Single-cell proteomic analysis provides valuable insights into cellular heterogeneity allowing the characterization of the cellular microenvironment which is difficult to accomplish in bulk proteomic analysis. Currently, single-cell proteomic studies utilize data-dependent acquisition (DDA) mass spectrometry (MS) coupled with a TMT labelled carrier channel. Due to the extremely imbalanced MS signals among the carrier channel and other TMT reporter ions, the quantification is compromised. Thus, data-independent acquisition (DIA)-MS should be considered as an alternative approach towards single-cell proteomic study since it generates reproducible quantitative data. However, there are limited reports on the optimal workflow for DIA-MS-based single-cell analysis. Herein, we report an optimized DIA workflow for single-cell proteomics using Orbitrap Lumos Tribrid instrument. We utilized a breast cancer cell line (MDA-MB-231) and induced drug resistant polyaneuploid cancer cells (PACCs) to evaluate our established workflow. We found that a short LC gradient was preferable for peptides extracted from single cell level with less than 2 ng sample amount. The total number of co-searching peptide precursors was also critical for protein and peptide identifications at nano- and sub-nano-gram levels.

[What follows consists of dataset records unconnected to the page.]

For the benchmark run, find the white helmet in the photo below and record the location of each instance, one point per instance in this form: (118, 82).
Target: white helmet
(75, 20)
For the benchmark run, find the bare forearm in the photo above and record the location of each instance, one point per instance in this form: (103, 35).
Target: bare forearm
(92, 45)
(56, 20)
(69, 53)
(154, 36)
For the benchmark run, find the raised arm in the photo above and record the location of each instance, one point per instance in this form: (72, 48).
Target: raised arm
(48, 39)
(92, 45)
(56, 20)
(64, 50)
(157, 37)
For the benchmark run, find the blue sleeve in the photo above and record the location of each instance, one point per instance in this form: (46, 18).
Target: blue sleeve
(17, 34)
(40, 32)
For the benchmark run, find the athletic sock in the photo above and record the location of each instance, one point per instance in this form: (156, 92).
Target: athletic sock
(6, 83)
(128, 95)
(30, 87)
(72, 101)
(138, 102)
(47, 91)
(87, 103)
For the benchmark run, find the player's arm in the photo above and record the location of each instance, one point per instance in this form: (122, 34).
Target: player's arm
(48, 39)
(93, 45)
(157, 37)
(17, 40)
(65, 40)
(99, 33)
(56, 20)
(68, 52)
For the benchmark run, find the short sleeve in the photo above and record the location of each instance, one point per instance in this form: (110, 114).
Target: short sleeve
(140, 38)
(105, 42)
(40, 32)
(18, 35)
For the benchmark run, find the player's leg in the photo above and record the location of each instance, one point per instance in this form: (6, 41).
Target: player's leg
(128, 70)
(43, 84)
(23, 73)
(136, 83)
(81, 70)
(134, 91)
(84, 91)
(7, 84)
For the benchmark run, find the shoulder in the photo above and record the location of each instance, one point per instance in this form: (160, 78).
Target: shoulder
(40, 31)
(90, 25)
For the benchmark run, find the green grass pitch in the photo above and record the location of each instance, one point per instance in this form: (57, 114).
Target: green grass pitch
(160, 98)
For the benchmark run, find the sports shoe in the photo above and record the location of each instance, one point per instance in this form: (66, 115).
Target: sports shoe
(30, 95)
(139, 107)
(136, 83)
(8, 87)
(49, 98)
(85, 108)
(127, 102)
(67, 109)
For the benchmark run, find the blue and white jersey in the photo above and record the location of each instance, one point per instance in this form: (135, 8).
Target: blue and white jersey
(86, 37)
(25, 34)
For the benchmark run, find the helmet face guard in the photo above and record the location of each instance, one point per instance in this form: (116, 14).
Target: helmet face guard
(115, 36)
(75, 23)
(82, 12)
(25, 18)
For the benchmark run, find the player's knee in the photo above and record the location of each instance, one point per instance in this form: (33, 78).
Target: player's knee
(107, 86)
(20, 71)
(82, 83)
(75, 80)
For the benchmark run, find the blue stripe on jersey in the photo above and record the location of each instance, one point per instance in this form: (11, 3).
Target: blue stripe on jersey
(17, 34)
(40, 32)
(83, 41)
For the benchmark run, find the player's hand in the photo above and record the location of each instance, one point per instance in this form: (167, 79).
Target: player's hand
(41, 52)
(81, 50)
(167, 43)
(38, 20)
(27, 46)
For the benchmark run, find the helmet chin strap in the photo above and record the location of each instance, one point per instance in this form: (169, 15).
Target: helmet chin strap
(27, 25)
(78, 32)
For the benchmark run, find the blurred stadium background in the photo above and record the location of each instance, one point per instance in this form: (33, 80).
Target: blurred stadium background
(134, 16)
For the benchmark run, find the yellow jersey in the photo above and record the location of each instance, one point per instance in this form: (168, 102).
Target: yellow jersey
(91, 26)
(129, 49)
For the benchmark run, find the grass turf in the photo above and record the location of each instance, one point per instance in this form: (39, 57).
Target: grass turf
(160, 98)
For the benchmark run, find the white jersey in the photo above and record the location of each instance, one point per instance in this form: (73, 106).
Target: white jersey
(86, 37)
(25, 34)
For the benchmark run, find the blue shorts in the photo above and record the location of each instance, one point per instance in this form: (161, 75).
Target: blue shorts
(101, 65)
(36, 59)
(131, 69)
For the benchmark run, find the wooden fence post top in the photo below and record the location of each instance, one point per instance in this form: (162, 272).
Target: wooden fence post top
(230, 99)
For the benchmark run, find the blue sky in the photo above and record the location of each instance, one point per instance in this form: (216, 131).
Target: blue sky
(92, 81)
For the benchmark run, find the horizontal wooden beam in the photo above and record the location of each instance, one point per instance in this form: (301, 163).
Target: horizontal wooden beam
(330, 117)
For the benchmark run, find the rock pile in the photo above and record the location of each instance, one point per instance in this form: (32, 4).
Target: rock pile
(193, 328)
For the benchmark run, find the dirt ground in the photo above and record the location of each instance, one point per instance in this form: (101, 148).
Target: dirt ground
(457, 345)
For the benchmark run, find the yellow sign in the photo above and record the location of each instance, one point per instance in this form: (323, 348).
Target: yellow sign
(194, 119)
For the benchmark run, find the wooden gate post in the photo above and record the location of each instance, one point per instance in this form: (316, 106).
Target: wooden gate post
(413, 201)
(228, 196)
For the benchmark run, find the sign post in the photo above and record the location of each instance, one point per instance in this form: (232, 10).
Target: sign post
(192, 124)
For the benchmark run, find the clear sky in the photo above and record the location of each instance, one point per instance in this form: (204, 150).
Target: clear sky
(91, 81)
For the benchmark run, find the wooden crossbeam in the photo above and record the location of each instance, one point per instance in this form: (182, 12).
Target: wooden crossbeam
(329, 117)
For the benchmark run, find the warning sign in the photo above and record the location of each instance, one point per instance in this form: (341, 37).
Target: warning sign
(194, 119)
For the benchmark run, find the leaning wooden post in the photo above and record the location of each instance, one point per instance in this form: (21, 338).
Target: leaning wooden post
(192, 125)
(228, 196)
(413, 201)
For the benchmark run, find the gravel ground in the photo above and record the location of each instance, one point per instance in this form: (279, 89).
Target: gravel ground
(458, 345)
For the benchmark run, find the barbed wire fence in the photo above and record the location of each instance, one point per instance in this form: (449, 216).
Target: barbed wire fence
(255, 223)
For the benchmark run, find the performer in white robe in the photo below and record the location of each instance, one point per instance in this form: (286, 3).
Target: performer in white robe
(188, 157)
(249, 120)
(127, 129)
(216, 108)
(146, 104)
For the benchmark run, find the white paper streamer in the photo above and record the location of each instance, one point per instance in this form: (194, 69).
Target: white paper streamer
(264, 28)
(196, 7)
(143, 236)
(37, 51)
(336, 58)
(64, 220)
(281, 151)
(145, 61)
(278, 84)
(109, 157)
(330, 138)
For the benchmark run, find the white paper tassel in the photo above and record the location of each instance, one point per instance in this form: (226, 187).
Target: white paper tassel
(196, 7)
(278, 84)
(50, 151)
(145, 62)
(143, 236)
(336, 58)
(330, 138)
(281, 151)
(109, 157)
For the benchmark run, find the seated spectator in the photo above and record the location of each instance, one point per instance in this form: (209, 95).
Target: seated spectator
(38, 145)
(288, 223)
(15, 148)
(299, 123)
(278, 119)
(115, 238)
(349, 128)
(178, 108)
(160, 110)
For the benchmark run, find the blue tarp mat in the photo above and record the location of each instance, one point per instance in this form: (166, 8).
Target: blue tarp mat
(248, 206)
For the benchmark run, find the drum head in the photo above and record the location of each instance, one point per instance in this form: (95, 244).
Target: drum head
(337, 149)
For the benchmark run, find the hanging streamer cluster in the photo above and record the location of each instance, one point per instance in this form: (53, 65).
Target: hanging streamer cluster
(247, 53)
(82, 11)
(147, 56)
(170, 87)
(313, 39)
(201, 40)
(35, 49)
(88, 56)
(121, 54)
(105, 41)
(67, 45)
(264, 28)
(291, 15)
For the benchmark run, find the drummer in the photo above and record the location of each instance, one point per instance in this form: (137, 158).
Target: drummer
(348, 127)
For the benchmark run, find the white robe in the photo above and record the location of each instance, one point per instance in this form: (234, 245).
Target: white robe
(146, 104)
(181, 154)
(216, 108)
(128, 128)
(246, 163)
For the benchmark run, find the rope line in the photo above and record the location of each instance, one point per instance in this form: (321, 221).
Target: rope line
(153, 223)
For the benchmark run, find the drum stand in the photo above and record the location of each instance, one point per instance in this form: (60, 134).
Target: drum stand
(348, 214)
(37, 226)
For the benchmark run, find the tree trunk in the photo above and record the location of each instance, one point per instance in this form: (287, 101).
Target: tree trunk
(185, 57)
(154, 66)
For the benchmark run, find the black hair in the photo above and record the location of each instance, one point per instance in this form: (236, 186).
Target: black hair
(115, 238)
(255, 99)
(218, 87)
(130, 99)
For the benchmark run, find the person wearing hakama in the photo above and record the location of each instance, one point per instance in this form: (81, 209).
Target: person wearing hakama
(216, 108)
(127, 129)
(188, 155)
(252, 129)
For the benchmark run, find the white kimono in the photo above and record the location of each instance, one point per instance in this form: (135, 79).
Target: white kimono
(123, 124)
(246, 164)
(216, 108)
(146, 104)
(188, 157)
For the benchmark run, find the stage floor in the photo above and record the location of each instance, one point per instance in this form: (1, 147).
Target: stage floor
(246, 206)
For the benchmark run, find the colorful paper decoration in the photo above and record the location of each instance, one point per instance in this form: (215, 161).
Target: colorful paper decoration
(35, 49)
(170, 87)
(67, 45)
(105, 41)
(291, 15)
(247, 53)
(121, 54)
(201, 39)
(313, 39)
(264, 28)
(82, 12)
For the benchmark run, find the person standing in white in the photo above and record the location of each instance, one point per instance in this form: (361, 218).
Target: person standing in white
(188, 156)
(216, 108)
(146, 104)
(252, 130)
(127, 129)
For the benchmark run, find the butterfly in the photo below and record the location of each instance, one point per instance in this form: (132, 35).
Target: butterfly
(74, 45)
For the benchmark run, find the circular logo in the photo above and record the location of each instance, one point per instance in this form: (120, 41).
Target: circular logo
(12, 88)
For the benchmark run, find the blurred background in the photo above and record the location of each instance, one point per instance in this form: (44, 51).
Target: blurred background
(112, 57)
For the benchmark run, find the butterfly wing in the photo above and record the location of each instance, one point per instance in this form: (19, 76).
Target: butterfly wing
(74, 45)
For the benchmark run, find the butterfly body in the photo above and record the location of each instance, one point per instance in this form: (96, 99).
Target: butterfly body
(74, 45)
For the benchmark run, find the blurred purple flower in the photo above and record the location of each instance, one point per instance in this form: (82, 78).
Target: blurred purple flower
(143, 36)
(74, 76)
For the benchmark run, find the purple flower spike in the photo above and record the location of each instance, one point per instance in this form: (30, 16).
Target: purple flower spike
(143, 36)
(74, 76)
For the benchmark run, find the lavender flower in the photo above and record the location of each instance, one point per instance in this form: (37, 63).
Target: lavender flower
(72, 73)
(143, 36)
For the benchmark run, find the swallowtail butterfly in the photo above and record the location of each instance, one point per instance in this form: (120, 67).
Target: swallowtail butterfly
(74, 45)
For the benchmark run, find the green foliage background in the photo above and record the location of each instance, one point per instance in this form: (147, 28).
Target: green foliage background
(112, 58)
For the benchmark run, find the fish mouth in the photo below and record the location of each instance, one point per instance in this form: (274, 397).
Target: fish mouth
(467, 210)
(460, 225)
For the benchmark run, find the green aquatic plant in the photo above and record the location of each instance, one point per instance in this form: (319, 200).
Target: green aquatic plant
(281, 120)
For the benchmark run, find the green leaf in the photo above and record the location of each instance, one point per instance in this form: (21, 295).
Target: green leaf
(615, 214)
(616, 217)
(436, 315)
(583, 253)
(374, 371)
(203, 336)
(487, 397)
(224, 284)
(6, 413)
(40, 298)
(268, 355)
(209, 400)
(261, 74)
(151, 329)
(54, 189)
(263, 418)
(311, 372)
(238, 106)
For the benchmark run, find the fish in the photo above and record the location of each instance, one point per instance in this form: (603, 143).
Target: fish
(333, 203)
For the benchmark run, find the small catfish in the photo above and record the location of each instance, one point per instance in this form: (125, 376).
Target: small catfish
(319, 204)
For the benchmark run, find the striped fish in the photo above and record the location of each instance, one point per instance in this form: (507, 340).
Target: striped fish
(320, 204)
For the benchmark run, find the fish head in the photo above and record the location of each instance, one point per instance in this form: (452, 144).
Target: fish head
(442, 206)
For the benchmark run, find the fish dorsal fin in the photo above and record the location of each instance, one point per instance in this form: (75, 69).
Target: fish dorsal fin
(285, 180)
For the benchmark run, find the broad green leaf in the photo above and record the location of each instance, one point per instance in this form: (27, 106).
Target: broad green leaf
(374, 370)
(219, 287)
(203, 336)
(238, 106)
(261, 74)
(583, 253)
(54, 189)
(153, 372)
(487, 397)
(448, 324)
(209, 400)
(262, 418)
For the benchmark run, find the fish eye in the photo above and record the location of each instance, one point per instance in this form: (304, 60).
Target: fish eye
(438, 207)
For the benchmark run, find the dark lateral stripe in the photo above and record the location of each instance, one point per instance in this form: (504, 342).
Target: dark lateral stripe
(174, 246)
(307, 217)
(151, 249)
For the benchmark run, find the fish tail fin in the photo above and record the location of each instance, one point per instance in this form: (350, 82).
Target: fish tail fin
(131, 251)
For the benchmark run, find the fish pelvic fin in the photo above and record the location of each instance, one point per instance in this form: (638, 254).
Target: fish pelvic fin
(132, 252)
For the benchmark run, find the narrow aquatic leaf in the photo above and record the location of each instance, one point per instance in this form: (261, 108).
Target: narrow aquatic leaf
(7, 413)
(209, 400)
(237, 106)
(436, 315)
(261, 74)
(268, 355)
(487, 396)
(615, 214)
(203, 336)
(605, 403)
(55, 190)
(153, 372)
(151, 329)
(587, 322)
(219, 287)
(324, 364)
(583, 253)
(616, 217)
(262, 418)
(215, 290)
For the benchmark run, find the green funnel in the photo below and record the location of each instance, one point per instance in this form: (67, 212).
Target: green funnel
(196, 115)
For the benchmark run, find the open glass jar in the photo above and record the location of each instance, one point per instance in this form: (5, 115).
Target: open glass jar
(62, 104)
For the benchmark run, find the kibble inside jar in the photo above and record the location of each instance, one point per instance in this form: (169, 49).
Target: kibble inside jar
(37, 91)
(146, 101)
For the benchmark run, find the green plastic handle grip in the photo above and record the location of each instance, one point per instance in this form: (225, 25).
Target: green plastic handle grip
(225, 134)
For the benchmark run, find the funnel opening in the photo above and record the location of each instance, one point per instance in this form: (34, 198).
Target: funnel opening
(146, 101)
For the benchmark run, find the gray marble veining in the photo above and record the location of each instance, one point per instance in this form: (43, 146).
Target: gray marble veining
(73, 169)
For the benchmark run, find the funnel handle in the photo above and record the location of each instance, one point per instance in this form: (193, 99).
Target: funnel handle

Post-translationally modified peptides could be identified from a nano-gram level of peptides. Using the optimized workflow, up to 1,500 protein groups were identified from a single PACC corresponding to 0.2 ng of peptides. Furthermore, about 200 peptides with phosphorylation, acetylation, and ubiquitination were identified from global DIA analysis of 100 cisplatin resistant PACCs (20 ng). Finally, we used this optimized DIA approach to compare the whole proteome of MDA-MB-231 parental cells and induced PACCs at a single-cell level. We found the single-cell level comparison could reflect real protein expression changes and identify the protein copy number. Our results demonstrates that the optimized DIA pipeline can serve as a reliable quantitative tool for single-cell as well as sub-nano-gram proteomic analysis.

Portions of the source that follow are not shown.